ECLI:NL:OGEAC:2023:332

Gerecht in eerste aanleg van Curaçao

Datum uitspraak
15 december 2023
Publicatiedatum
19 december 2023
Zaaknummer
CUR202303746 en CUR202303747
Instantie
Gerecht in eerste aanleg van Curaçao
Type
Uitspraak
Rechtsgebied
Civiel recht
Procedures
  • Kort geding
Vindplaatsen
  • Rechtspraak.nl
AI samenvatting door LexboostAutomatisch gegenereerd

Opheffing van deelgenotenbeslag op onroerende zaken in verdeelde nalatenschap

In deze zaak vordert eiseres de opheffing van beslagen die meer dan twintig jaar geleden zijn gelegd op onroerende zaken die behoren tot de onverdeelde nalatenschap van haar overleden vader.

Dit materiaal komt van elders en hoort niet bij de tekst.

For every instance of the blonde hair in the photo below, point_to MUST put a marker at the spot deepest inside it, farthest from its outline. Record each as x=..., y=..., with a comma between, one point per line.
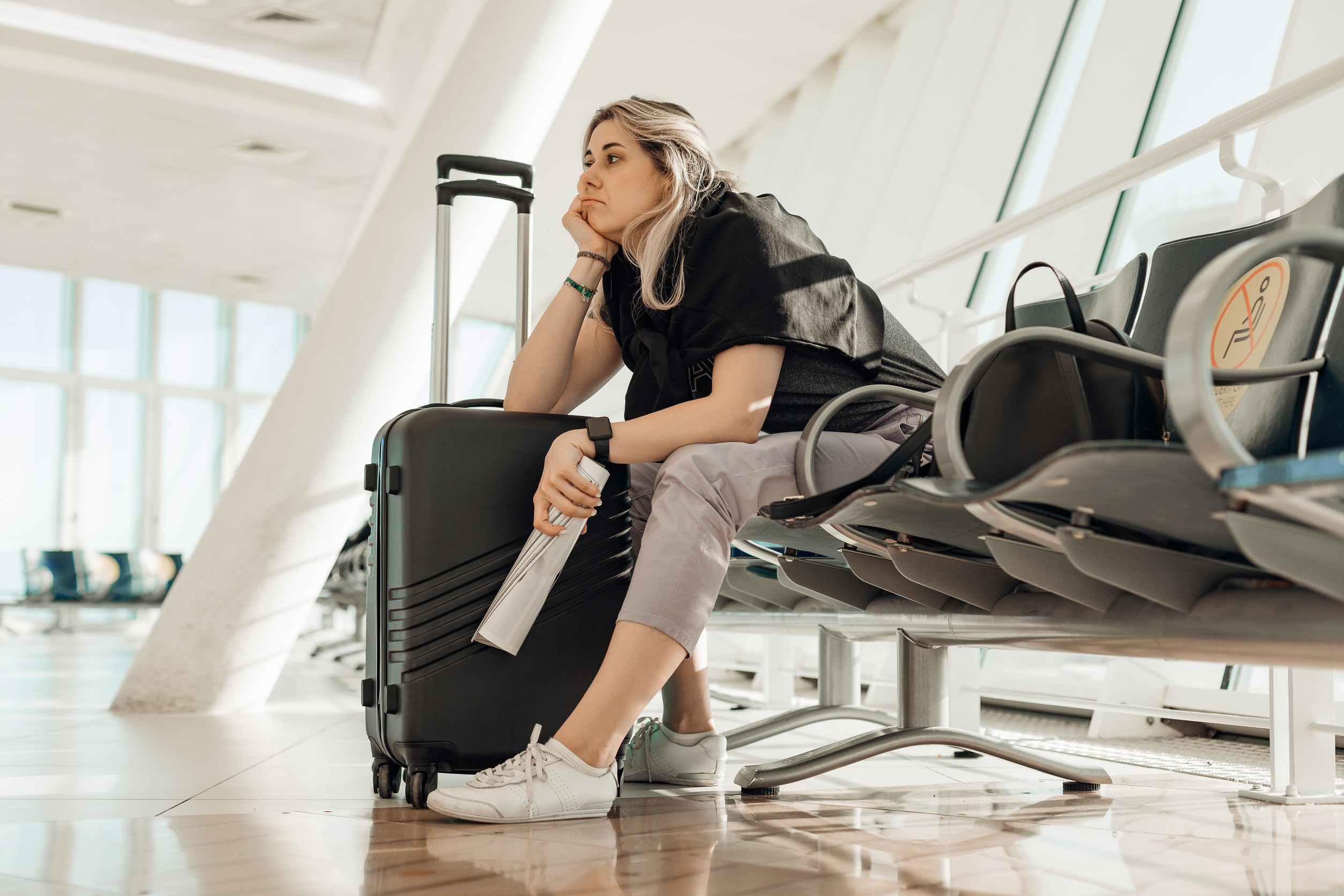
x=681, y=152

De beslagen zijn gelegd door Centrum en KTC ten laste van de (inmiddels overleden) broer van eiseres, die ook gerechtigd was in de nalatenschap. Het gerecht oordeelt dat de handhaving van de beslagen voor de beslagleggers geen doel meer kan dienen, aangezien de nalatenschap inmiddels is verdeeld en de beslagen niet meer kunnen leiden tot verhaal van de vorderingen van Centrum en KTC.

Het procesverloop omvat verzoekschriften en een mondelinge behandeling, waarbij eiseres stelt dat Centrum en KTC geen belang meer hebben bij de beslagen. De gedaagden betwisten dit en stellen dat de verjaring van hun vorderingen niet is voltooid. Het gerecht oordeelt echter dat de beslagen niet meer kunnen dienen voor verhaal van de vorderingen, omdat de percelen inmiddels aan andere deelgenoten zijn toegedeeld.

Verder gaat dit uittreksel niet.